Saturday, April 21, 2007

March 2005 It never rains!

A good many folk on the site seem to have had their fair share of bad luck and experiences during March and we were no different. Ours were three fold and started when the Land Rover decided it wanted another clutch. Then the washing machine died an agonising death with smoke coming from the rear painful!
By far the worst was when one morning Debbie took the kids to school and crashed the car. Both Debbie and the other driver walked no hobbled away from the two write offs. When I went over to survey the scene I saw that both were extremely lucky. Meeting Head on over a blind summit they didn't have anywhere to go except bumper to bumper.
Debbie went off to the doctors then the local hospital for precautionary x-rays with her friend whilst I waited at home with our youngest. A short time later I got a phone call to say that Debbie had broken a bone in her neck and was being taken to the main city hospital and so the nightmare began of running around trying to organise things to go with her. Eventually got the animals sorted and arranged for friends to look after the kids and off we went in the ambulance.
That journey was a nightmare with Debbie strapped on a board to restrict her movement and although the ambulance men were trying to keep us occupied talking my mind started to wander and think about how we would be able to cope for the next few months. Debbie would have to stay in hospital for weeks if not months with a broken neck, how would I be able to look after the kids the animals and travel to see Debbie. How would we cope when she eventually got home?
We got to the main hospital and I was left in the waiting room whilst
they examined Debbie. I expected to have a wait before being told anything but once the waiting had passed 2 hours I started to worry. Why hadn't they told me anything something must be seriously wrong otherwise they would have been to see me?
It was 7 o'clock at night the animals were due feeding, the kids were at friends, and I was miles away from home, no money, no transport, and no word about Debbie. I went to the reception and asked if they had any news. I was taken to the ward were Debbie was to find that they didn't think her neck was broken after all but that they were keeping her in overnight as a precaution. The sense of relief numbed the sense of anger at first being told she had broken her neck.

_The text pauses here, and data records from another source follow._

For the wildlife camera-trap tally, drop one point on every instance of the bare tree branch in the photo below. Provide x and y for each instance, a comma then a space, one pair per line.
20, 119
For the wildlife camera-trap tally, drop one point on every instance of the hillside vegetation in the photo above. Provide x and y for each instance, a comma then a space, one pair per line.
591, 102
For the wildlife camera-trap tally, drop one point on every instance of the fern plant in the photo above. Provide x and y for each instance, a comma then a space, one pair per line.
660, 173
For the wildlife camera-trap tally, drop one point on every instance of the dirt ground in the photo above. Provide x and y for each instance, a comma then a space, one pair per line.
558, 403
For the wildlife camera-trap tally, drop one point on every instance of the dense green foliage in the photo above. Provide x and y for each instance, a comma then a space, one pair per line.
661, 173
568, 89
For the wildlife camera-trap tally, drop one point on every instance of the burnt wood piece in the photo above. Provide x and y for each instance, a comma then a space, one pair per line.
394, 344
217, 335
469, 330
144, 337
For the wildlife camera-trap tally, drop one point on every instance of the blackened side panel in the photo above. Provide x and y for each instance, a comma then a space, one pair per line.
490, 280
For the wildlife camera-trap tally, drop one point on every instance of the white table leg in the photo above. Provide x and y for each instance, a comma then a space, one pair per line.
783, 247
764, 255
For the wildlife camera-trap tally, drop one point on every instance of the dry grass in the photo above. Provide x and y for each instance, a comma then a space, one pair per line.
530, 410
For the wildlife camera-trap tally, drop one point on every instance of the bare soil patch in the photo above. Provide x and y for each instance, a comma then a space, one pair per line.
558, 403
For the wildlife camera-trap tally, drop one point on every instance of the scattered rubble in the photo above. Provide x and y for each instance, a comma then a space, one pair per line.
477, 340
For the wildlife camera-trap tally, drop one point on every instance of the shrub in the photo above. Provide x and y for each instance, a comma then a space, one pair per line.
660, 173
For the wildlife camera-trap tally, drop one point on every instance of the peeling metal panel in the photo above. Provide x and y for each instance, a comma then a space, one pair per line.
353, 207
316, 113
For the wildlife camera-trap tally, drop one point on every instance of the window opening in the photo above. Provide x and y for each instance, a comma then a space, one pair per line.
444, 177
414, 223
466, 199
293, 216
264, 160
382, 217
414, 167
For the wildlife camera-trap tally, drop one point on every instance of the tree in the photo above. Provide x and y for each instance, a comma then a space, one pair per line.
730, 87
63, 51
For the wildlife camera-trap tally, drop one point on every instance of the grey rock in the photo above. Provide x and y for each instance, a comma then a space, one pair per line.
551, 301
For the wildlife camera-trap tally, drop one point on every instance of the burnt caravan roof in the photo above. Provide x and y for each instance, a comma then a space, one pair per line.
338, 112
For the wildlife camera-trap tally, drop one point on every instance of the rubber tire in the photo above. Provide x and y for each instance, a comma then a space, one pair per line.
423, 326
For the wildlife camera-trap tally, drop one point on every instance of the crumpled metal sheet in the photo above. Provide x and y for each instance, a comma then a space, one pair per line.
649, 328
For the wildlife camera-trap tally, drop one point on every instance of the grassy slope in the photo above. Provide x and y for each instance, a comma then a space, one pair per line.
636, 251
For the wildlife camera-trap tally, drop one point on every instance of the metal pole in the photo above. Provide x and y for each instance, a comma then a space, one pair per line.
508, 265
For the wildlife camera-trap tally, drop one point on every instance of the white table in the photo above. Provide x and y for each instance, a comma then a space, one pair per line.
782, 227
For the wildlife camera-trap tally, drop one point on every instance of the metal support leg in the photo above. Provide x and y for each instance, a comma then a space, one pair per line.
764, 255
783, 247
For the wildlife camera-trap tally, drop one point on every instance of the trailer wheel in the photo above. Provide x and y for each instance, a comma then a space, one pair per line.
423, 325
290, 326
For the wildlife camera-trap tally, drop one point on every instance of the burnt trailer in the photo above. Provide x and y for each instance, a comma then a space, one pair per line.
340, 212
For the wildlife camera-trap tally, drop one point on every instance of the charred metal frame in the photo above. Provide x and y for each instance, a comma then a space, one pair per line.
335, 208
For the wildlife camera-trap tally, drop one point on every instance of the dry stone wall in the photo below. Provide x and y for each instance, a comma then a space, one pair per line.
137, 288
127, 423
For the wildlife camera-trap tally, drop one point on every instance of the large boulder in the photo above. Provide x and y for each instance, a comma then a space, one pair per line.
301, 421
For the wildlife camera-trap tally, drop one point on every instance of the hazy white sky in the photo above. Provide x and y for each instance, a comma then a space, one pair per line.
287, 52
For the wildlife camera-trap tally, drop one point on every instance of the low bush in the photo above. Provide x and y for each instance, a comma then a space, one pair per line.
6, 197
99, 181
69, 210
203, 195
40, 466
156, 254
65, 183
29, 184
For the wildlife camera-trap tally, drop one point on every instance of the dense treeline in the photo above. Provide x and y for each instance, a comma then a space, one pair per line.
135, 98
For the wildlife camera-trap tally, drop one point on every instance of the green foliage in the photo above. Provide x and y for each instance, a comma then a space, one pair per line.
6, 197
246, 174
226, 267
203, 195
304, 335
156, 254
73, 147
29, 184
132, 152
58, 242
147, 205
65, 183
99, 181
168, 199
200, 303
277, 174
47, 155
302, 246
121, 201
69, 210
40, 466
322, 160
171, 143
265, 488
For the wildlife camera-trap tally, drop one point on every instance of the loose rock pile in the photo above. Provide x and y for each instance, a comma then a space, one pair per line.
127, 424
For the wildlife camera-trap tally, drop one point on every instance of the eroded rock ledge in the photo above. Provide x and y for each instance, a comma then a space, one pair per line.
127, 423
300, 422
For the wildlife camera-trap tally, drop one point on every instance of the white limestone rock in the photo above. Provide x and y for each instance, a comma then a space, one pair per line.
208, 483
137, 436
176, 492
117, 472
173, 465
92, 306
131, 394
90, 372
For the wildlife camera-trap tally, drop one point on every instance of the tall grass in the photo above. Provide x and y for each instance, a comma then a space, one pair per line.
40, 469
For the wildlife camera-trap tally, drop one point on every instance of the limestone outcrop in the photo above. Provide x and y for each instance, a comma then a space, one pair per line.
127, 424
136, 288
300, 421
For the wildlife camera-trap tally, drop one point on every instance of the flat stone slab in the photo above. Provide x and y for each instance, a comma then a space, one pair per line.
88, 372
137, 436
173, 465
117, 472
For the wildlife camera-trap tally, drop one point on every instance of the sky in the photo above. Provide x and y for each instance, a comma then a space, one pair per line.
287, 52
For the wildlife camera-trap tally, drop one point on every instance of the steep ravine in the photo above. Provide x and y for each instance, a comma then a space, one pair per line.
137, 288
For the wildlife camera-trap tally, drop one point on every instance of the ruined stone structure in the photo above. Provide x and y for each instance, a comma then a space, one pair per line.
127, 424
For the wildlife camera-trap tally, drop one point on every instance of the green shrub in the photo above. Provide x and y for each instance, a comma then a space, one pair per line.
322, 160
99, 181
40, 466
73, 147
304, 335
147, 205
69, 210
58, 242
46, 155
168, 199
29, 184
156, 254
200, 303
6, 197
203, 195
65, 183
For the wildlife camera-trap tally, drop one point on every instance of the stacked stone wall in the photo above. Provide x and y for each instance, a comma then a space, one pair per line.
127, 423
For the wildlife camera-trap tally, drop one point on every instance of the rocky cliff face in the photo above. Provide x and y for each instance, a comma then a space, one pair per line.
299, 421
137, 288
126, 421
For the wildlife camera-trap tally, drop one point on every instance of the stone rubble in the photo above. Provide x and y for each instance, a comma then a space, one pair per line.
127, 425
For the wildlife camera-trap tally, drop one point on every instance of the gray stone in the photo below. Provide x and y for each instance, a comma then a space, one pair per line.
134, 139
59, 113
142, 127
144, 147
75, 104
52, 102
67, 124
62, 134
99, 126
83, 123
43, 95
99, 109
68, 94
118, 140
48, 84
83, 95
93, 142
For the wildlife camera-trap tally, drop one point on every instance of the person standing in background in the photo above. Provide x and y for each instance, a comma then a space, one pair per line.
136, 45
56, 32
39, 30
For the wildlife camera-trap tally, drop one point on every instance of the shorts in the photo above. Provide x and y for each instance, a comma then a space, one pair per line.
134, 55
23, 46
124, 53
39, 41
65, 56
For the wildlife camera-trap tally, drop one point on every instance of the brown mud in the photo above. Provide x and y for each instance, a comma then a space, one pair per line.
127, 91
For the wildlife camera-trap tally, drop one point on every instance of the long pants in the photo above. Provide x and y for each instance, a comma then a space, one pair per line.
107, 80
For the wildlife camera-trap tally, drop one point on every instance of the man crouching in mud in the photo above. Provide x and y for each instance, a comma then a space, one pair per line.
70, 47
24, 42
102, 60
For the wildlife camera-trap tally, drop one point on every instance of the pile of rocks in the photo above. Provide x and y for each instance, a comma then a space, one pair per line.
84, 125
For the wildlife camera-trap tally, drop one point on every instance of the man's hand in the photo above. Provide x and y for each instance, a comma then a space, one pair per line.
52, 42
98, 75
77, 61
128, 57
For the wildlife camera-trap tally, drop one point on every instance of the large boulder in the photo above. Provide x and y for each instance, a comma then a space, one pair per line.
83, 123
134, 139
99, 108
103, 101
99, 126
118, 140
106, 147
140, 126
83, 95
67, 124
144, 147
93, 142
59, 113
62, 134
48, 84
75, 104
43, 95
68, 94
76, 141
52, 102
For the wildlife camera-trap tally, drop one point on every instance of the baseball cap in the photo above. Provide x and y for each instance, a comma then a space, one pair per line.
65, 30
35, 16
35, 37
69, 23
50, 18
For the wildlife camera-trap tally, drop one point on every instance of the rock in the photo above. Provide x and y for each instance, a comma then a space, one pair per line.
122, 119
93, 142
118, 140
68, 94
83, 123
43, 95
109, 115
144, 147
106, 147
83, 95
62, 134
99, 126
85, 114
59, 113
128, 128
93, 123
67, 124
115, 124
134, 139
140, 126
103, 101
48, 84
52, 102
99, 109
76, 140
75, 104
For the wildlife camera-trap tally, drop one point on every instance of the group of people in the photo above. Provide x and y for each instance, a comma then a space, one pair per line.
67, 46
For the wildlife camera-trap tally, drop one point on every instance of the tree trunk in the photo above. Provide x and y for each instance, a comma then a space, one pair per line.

I eventually got home around 9 having seen Debbie for a short time, in time to feed the animals and get the kids back and into bed. Debbie came home the next day and spent the next week in bed recovering from aches, pains and bruises slowly not helped by a condition she has been suffering from for some months.
During the rest of March I spent most of the time thinking about our way of life. The pressure to keep everything ticking over was really stressful and my thoughts centred on the pigs. All the animals except the pigs are quite low input if needed like in an emergency, but the pigs are generally high input all the time.
Those that have pigs will know that when feeding time comes around the sound of their squeals can really get to you when the chips are down. Having come so close after Ginger's difficult farrow it felt to me that they would be better off gone. I was sick of seeing pools of water in the paddock, sick of them knocking over water buckets again and again meaning I had to take another bucket to them, at that time it just seemed that life was one huge battle just to keep things ticking over.
At the moment Debbie is back on her feet, and things did seem to be getting back to normal. The crash is becoming a distant memory, we have had our first visitors, and I seemed to have caught up well on the work that needed doing until today. With gales blowing, the polythene on the polytunnel has been blown from its trench on one side meaning a new one to be bought and dug in again. However after getting over the initial despair of seeing the wreckage I can laugh about it with Debbie and think yet again it is only money we haven't got but at the end of the day we have still got each other and that is something we are both thankful for.